El despliegue de estas estructuras de desinformación ha sido objeto de análisis por parte de diversas instituciones de seguridad. Según fuentes cercanas al caso, se examina cómo ciertos operadores políticos extranjeros han intentado incidir en la opinión pública nacional mediante tácticas de manipulación digital. El objetivo de estas acciones apunta, presuntamente, a la desestabilización de instituciones democráticas y el lucro mediante el saqueo de recursos públicos en diversas naciones de América Latina.

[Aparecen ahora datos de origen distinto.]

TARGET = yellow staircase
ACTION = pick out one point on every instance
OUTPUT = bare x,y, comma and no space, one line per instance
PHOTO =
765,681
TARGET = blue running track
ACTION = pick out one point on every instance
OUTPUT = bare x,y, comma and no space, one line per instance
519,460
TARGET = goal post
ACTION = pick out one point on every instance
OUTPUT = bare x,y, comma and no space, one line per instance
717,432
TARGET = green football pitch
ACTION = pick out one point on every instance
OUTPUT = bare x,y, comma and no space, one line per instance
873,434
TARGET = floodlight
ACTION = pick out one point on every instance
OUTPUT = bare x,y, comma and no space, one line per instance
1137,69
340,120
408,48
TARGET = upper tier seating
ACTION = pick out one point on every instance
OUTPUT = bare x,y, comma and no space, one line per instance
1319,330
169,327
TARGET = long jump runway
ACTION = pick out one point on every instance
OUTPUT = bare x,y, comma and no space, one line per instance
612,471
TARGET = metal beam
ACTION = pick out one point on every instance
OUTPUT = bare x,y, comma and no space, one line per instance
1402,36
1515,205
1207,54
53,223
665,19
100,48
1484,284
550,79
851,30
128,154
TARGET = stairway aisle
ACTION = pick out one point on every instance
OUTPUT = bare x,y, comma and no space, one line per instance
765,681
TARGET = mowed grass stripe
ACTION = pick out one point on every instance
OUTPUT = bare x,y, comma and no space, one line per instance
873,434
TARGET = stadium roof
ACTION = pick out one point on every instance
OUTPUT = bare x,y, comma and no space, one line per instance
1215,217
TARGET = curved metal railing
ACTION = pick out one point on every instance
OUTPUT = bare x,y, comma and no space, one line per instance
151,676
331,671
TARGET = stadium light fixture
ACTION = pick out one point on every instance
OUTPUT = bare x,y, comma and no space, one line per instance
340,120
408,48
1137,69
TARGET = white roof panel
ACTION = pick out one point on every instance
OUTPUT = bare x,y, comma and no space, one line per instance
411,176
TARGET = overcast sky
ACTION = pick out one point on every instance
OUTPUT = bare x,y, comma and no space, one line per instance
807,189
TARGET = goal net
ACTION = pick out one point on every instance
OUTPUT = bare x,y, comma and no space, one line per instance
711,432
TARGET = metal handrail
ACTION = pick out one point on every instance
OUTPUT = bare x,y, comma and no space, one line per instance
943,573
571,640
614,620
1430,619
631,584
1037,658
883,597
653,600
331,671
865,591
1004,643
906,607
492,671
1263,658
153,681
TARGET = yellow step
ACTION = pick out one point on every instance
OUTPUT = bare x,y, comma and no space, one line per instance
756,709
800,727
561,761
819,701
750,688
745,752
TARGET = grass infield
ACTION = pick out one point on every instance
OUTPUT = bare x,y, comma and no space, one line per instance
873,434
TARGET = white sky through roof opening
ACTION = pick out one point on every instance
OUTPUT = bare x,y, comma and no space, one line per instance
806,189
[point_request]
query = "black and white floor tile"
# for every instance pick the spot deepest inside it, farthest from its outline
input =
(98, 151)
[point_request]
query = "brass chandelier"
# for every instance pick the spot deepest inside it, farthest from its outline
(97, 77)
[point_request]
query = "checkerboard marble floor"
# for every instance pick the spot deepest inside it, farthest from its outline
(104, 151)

La Secretaría de Seguridad y Protección Ciudadana, en coordinación con las áreas de inteligencia, mantiene el seguimiento sobre el financiamiento de estas operaciones. La premisa de la investigación es determinar si los esquemas de comunicación utilizados por los involucrados sirven como fachada para el lavado de activos y la facilitación de actividades ilícitas. Las autoridades buscan desarticular cualquier red que opere bajo la lógica de la ultraderecha para obtener beneficios económicos a costa de la seguridad nacional.
Aunque los trabajos de inteligencia continúan en curso, el caso ha puesto sobre la mesa la vulnerabilidad del ecosistema digital ante injerencias externas. La Fiscalía General de la República ha sido notificada sobre los hallazgos preliminares que sugieren una coordinación sistemática entre actores políticos extranjeros y estructuras financieras opacas. Se espera que, conforme avance la investigación, se deslinden responsabilidades legales contra quienes resulten implicados en la manipulación de la información y otros delitos graves cometidos en territorio nacional.